La joie du réel n’est pas une exaltation. Elle n’est pas faite de miracles, ni de grands renversements. Elle naît simplement quand ce qui est devient assez. Assez pur, assez humble, assez proche pour que le coeur cesse de checher ailleurs. Le réel n’est jamais parfait, mais il est toujours vivant. Il respire, il change, il surprend – et parfois, il console sans même le vouloir. La joie du réel est une joie sans éclat. une joie qui grandit dans la texture d’un matin gris, dans la lumière rasante sur les dunes, dans un rocher, une vague, une voix aimée. C’est une joie qui n’attend rien. Et qui, justement pour cela, reçoit tout. La joie du réel, c’est le coeur qui s’ouvre non pas à ce qu’il rêve, mais à ce qui existe. Et là, dans une simple rencontre, la vie devient claire, légère, évidente. Comme une vague qui vient, se brise, et repart. Sans mensonge, sans détour. Juste vraie.
1. Le « Assez » : la fin de la soif
C’est sans doute l’idée la plus libératrice que nous avons partagée. « Quand ce qui est devient assez. » La plupart des souffrances humaines naissent d’un sentiment de manque : il nous manque quelque chose pour être heureux, ou il manque quelque chose à la réalité pour être acceptable.

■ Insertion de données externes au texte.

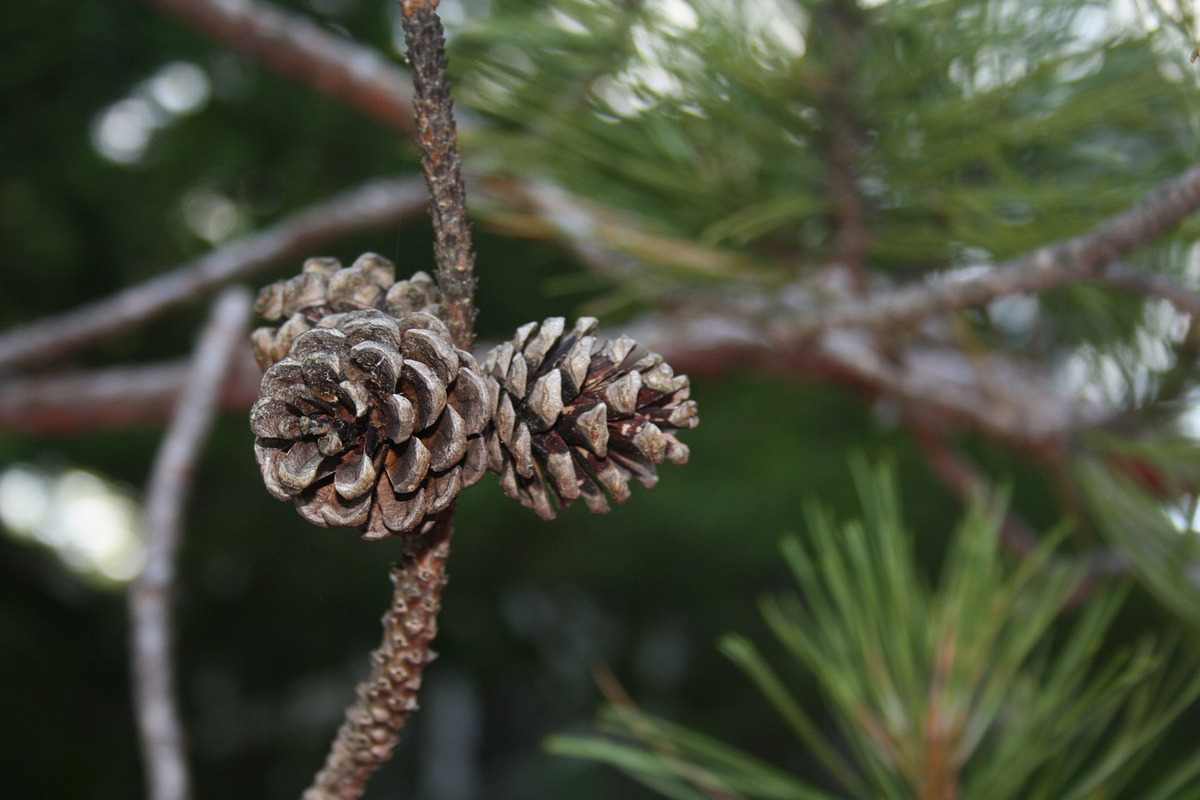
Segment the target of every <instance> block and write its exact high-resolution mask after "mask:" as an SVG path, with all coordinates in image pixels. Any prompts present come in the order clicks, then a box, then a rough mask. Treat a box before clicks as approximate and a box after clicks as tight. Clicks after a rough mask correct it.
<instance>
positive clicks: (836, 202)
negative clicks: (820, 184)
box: [816, 0, 869, 294]
mask: <svg viewBox="0 0 1200 800" xmlns="http://www.w3.org/2000/svg"><path fill="white" fill-rule="evenodd" d="M816 14H817V18H818V20H820V23H821V26H822V30H824V31H827V36H824V37H821V38H822V40H823V42H822V43H823V44H824V46H826V47H827V48H828V49H829V53H828V58H829V60H830V61H832V64H830V65H829V71H830V76H832V79H830V80H829V83H828V84H827V85H824V86H823V88H822V90H821V94H820V102H821V104H822V107H823V114H824V118H826V132H824V137H823V140H822V145H823V148H824V152H826V156H827V161H828V166H829V174H828V179H827V180H828V192H829V197H830V200H832V203H833V242H832V243H833V252H832V254H830V260H832V261H834V263H835V264H839V265H840V266H841V267H842V269H845V270H846V271H847V272H848V273H850V276H851V279H852V282H853V285H854V289H856V291H857V293H858V294H864V293H865V291H866V289H868V282H869V281H868V277H869V272H868V265H866V243H868V237H869V234H868V230H866V217H865V213H866V207H865V206H866V204H865V203H864V200H863V194H862V192H860V191H859V188H858V152H859V146H860V136H859V126H858V120H857V119H856V116H857V115H856V113H854V108H853V106H852V103H853V98H854V97H858V96H860V94H862V92H859V91H856V88H854V85H853V83H854V74H856V71H857V70H858V67H859V65H858V62H857V60H858V58H859V50H860V49H862V48H860V41H862V37H863V34H862V19H860V14H862V11H860V10H859V7H858V4H857V2H854V1H853V0H826V2H822V4H821V5H820V6H817V10H816Z"/></svg>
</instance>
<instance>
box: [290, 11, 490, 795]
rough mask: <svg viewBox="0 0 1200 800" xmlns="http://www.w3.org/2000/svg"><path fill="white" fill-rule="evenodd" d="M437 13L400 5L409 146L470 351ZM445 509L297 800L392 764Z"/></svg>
mask: <svg viewBox="0 0 1200 800" xmlns="http://www.w3.org/2000/svg"><path fill="white" fill-rule="evenodd" d="M436 7H437V1H436V0H434V1H433V2H431V4H425V2H415V1H414V2H410V1H404V0H402V2H401V11H402V12H403V16H404V37H406V40H407V42H408V56H409V60H410V61H412V62H413V71H414V77H415V78H414V83H415V86H416V97H415V100H414V106H415V108H416V124H418V145H419V148H420V151H421V166H422V167H424V168H425V178H426V184H427V186H428V190H430V194H431V196H432V203H431V205H430V211H431V216H432V218H433V233H434V236H436V245H434V257H436V258H437V263H438V278H439V281H438V283H439V284H440V289H442V295H443V301H444V306H445V308H446V317H448V320H446V321H448V324H449V326H450V331H451V333H452V335H454V339H455V342H456V343H457V344H458V347H461V348H463V349H469V348H470V344H472V343H473V342H474V339H475V330H474V321H475V309H474V307H473V305H472V297H473V295H474V289H475V277H474V265H475V254H474V253H473V252H472V249H470V229H469V227H468V223H467V206H466V192H464V188H463V181H462V175H461V172H460V155H458V143H457V134H456V132H455V125H454V116H452V114H451V108H450V90H449V86H448V85H446V58H445V41H444V37H443V35H442V22H440V20H439V19H438V16H437V12H436ZM454 512H455V506H454V505H450V507H449V509H446V510H445V511H444V512H442V515H440V516H438V518H437V522H436V524H434V527H433V529H432V530H430V531H428V533H426V534H421V535H414V536H412V537H409V539H407V540H406V546H407V548H408V553H407V555H406V558H404V560H403V563H402V564H401V565H400V566H397V567H395V569H394V570H392V582H394V584H395V588H396V590H395V594H394V596H392V603H391V606H390V607H389V608H388V612H386V613H385V614H384V619H383V625H384V639H383V644H380V645H379V649H378V650H376V651H374V654H372V657H371V661H372V670H371V676H370V678H368V679H367V680H366V682H364V684H361V685H360V686H359V691H358V700H356V702H355V703H354V704H353V705H350V708H349V709H347V711H346V722H344V723H343V724H342V727H341V729H340V730H338V732H337V738H336V739H335V740H334V745H332V747H331V748H330V752H329V757H328V758H326V760H325V766H324V769H322V771H320V772H318V774H317V777H316V778H314V781H313V786H312V787H311V788H310V789H308V790H307V792H306V793H305V795H304V798H305V800H335V799H336V800H353V799H355V798H360V796H361V795H362V792H364V790H365V788H366V782H367V780H368V778H370V777H371V776H372V775H373V774H374V771H376V770H378V769H379V766H380V765H383V764H384V763H385V762H386V760H388V759H389V758H390V757H391V752H392V750H394V748H395V747H396V744H397V741H398V740H400V733H401V730H402V729H403V727H404V724H406V722H407V721H408V717H409V715H410V714H413V712H414V711H415V710H416V693H418V690H420V686H421V679H422V676H424V673H425V666H426V664H427V663H428V662H430V661H432V660H433V652H432V651H431V650H430V644H431V643H432V642H433V638H434V636H437V618H438V610H439V609H440V607H442V591H443V589H444V588H445V582H446V575H445V564H446V558H448V557H449V554H450V537H451V535H452V534H454V528H452V524H451V521H452V518H454Z"/></svg>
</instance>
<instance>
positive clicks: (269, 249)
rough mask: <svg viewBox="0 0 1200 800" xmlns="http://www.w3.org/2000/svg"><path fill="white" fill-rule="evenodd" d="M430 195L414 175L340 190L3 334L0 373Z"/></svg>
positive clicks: (223, 281)
mask: <svg viewBox="0 0 1200 800" xmlns="http://www.w3.org/2000/svg"><path fill="white" fill-rule="evenodd" d="M425 199H426V196H425V187H424V186H421V181H419V180H416V179H414V178H402V179H392V180H376V181H371V182H368V184H365V185H364V186H360V187H358V188H354V190H350V191H348V192H343V193H340V194H335V196H334V197H331V198H328V199H325V200H322V201H320V203H316V204H313V205H311V206H308V207H306V209H302V210H301V211H298V212H296V213H293V215H292V216H289V217H287V218H284V219H283V221H281V222H277V223H276V224H274V225H271V227H270V228H266V229H264V230H260V231H258V233H256V234H251V235H248V236H245V237H242V239H239V240H236V241H233V242H229V243H228V245H223V246H222V247H218V248H217V249H214V251H211V252H209V253H205V254H204V255H202V257H199V258H197V259H193V260H191V261H188V263H186V264H184V265H182V266H180V267H178V269H175V270H174V271H172V272H167V273H164V275H160V276H157V277H154V278H150V279H149V281H145V282H143V283H139V284H137V285H134V287H130V288H128V289H124V290H121V291H119V293H116V294H115V295H112V296H110V297H106V299H103V300H97V301H96V302H91V303H89V305H86V306H82V307H79V308H76V309H73V311H68V312H65V313H61V314H56V315H53V317H47V318H43V319H40V320H37V321H35V323H30V324H28V325H25V326H23V327H17V329H14V330H10V331H8V332H6V333H4V335H0V372H4V371H5V369H12V368H13V367H17V366H22V365H35V363H47V362H50V361H53V360H54V359H56V357H60V356H62V355H65V354H67V353H71V351H73V350H77V349H79V348H83V347H85V345H88V344H91V343H92V342H95V341H96V339H100V338H103V337H106V336H110V335H113V333H116V332H119V331H122V330H126V329H130V327H134V326H136V325H139V324H140V323H144V321H146V320H149V319H151V318H154V317H156V315H158V314H162V313H164V312H167V311H169V309H172V308H175V307H179V306H184V305H187V303H190V302H196V301H197V300H200V299H202V297H203V296H204V295H205V294H208V293H209V291H212V290H215V289H216V288H218V287H221V285H222V284H224V283H228V282H230V281H236V279H240V278H244V277H247V276H250V275H253V273H254V272H257V271H258V270H262V269H265V267H268V266H270V265H272V264H275V263H277V261H281V260H284V259H288V258H299V257H301V255H310V254H311V253H312V251H313V249H314V248H317V247H320V246H323V245H325V243H326V242H329V241H330V240H332V239H336V237H338V236H343V235H346V234H348V233H352V231H355V230H362V229H366V228H376V227H383V225H388V224H395V223H396V222H398V221H401V219H406V218H408V217H412V216H414V215H416V213H420V212H421V211H422V210H424V207H425Z"/></svg>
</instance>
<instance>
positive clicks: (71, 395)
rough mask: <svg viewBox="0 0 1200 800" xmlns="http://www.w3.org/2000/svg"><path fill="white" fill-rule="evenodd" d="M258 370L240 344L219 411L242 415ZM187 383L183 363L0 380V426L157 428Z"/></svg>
mask: <svg viewBox="0 0 1200 800" xmlns="http://www.w3.org/2000/svg"><path fill="white" fill-rule="evenodd" d="M262 377H263V371H262V369H260V368H259V367H258V363H257V362H256V361H254V357H253V356H252V355H251V353H250V347H248V345H246V344H245V343H242V344H241V345H240V347H238V348H236V349H235V351H234V354H233V365H232V366H230V372H229V377H228V378H227V379H226V381H224V386H223V390H222V392H221V396H220V397H218V402H220V404H221V409H222V410H226V411H245V410H246V409H248V408H250V407H251V405H252V404H253V403H254V399H256V398H257V397H258V383H259V380H262ZM186 383H187V361H186V360H182V361H167V362H162V363H154V365H145V366H121V367H108V368H104V369H72V371H70V372H62V373H54V374H48V375H31V377H28V378H10V379H7V380H0V428H8V429H12V431H24V432H25V433H38V434H50V435H68V434H73V433H79V432H85V431H102V429H110V428H115V429H120V428H133V427H138V426H149V425H162V423H163V422H164V421H166V420H168V419H169V417H170V414H172V411H173V410H174V408H175V404H176V403H178V402H179V397H180V395H181V393H182V392H184V386H185V384H186Z"/></svg>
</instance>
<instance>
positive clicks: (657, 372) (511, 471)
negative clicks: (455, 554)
mask: <svg viewBox="0 0 1200 800" xmlns="http://www.w3.org/2000/svg"><path fill="white" fill-rule="evenodd" d="M596 326H598V321H596V320H595V319H593V318H582V319H580V320H578V321H577V323H576V324H575V326H574V327H572V329H571V330H570V331H569V332H566V326H565V321H564V320H563V318H560V317H554V318H551V319H547V320H546V321H544V323H542V324H541V325H540V326H538V325H536V324H534V325H526V326H522V327H521V329H518V330H517V333H516V336H515V337H514V338H512V341H511V342H509V343H505V344H503V345H499V347H498V348H493V350H492V351H491V353H490V354H488V355H487V357H486V359H485V361H484V365H485V366H484V368H485V372H487V373H488V374H490V375H491V377H492V378H493V379H494V381H496V385H497V386H498V387H499V401H498V402H497V404H496V408H497V411H496V423H494V426H493V428H492V429H491V431H490V433H488V443H487V455H488V468H490V469H491V470H492V471H496V473H499V474H500V487H502V488H503V489H504V492H505V493H506V494H508V495H509V497H512V498H515V499H517V500H520V501H521V503H522V504H524V505H527V506H529V507H530V509H533V510H534V511H535V512H536V513H538V515H539V516H541V517H542V518H546V519H550V518H552V517H553V516H554V513H556V511H554V506H556V505H557V506H559V507H565V506H568V505H570V504H571V503H572V501H574V500H577V499H580V498H582V499H583V500H584V503H586V504H587V506H588V510H589V511H592V512H593V513H604V512H606V511H607V510H608V503H607V500H606V499H605V492H607V493H608V495H610V497H612V499H613V500H614V501H617V503H624V501H625V500H628V499H629V497H630V491H629V480H630V479H632V477H636V479H637V480H638V481H640V482H641V483H642V485H643V486H646V487H652V486H654V485H655V483H656V482H658V473H656V469H655V465H656V464H661V463H662V462H665V461H670V462H672V463H683V462H685V461H686V457H688V449H686V447H685V446H684V445H683V444H682V443H679V441H678V439H676V437H674V432H676V431H678V429H682V428H691V427H695V426H696V422H697V417H696V410H695V403H692V402H691V401H689V399H688V392H689V389H690V386H689V383H688V378H686V377H685V375H676V374H674V372H673V371H672V369H671V367H670V366H668V365H667V363H666V362H664V361H662V359H661V357H660V356H658V355H656V354H654V353H649V351H647V350H646V349H644V348H641V347H640V345H638V344H637V343H636V342H635V341H634V339H631V338H629V337H626V336H620V337H618V338H616V339H613V341H611V342H604V343H600V342H599V341H598V339H596V337H595V336H594V332H595V330H596Z"/></svg>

En décrétant que le réel est « assez », on coupe la racine de la frustration. Ce n’est pas un renoncement par dépit, c’est une plénitude par reconnaissance.
2. Une joie sans éclat, donc indestructible
On oppose la joie « exaltante » (qui est souvent une émotion de passage, très fragile) à la « joie du réel » (qui est une qualité de fond).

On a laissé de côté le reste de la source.